ALK-positive pulmonary adenocarcinoma with signet ring features (PASRF) and polygonal cell morphology simultaneously co-expressing TTF-1/p63/P40: a case report

Introduction

PASRF was considered a rare, distinct subtype of pulmonary adenocarcinoma and designated as signet ring adenocarcinoma in the 2004 WHO classification of lung tumors (1). However, in 2015 WHO classification of lung tumors, PASRF was removed from the variant because the new classification was based on tumor growth patterns, not tumor cell morphology. Signet ring cell morphology is now viewed as a cytologic change that may occur in association with various histological patterns rather than as a separate subtype (2). PASRF is usually found with classic adenocarcinoma (3), and the most common histological growth pattern associated with the tumor is the solid subtype, with which its poor prognosis is associated (3). Less commonly, PASRF is found with acinar and papillary subtypes, in which the amount of signet ring cells varies among cases (4). PASRF are also commonly associated with a specific molecular alteration involving ALK gene rearrangement with the formation of the ALK-EML4 fusion gene and benefit from ALK tyrosine-kinase inhibitor therapies (5-8). PASRF cases frequently present at advanced stages after having metastasized to lymph nodes (1,2,4,9), and stage IV disease is found in 6.5–16.2% of patients (10). A case of leptomeningeal carcinomatosis has even been reported (11). Therefore, recognition of PASRF is of great clinical significance, especially at metastasis sites.
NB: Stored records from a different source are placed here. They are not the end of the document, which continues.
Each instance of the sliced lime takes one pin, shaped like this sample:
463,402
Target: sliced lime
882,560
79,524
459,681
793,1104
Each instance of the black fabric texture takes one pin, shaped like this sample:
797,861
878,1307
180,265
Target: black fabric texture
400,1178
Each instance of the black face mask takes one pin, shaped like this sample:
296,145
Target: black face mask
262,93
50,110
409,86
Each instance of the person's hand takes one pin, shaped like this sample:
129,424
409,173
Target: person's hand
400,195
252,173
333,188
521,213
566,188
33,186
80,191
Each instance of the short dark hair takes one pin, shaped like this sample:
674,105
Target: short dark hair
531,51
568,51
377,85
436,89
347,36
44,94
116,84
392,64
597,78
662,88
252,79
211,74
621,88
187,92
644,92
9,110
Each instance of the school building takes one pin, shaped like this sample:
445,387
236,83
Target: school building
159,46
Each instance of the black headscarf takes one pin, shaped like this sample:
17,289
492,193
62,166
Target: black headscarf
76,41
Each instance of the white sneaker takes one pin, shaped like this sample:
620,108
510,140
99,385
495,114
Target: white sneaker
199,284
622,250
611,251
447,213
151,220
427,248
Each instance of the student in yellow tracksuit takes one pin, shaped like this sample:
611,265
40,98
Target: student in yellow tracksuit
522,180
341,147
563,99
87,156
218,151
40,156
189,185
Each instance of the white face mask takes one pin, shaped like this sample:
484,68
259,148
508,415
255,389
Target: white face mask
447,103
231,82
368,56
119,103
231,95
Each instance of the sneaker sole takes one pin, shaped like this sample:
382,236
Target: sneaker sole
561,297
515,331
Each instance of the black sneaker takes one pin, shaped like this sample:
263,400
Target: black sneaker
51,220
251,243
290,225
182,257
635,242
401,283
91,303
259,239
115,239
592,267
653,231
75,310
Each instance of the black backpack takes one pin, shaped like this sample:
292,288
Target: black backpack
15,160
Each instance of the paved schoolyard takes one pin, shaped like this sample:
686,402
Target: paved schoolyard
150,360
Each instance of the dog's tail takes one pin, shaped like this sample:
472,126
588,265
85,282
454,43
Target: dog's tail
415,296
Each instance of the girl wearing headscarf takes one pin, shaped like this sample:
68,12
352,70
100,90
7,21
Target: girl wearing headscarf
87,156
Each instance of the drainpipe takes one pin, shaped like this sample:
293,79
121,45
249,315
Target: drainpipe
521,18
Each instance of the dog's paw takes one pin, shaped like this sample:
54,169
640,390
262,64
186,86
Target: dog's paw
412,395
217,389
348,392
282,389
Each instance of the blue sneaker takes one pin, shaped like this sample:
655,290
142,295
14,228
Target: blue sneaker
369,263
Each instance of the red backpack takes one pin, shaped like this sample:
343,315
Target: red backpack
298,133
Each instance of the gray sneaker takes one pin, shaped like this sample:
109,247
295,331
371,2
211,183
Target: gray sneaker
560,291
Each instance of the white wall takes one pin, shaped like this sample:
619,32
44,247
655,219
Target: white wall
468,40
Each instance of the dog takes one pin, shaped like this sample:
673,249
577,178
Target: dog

In this study, we describe a case of ALK-positive PASRF with polygonal cell morphology metastatic to the supraclavicular lymph node and discuss the differential diagnostic considerations. Recognition of this rare morphology is of great importance for the correct diagnosis of PASRF and patients undergoing ALK-targeted therapy. We present the following article in accordance with the CARE reporting checklist (available at https://dx.doi.org/10.21037/tcr-21-335).

Case presentation

An 85-year-old Chinese Han female presented to the Guangming District Central Hospital on August 13, 2019, complaining of general fatigue. Examinations, including chest computed tomography (CT), suggested the possibility of cancer of the central left lung. The patient was further consulted at the Department of Oncology of the 7th Affiliated Hospital of Sun Yat-Sen University on August 17, 2019, and was found to have a mild, dry cough but reported no chest tightness, shortness of breath, fever, nausea, or vomiting. While defecation and urination were reported as normal, with no significant change in body weight, physical examination revealed an enlarged palpable lymph node of 1.7×1.5 cm in size in the left supraclavicular region with moderate mobility. Other superficial lymph nodes were not palpable. The patient had a history of hypertension and hypokalemia for 18 years but was not a smoker and reported no family history of lung cancer.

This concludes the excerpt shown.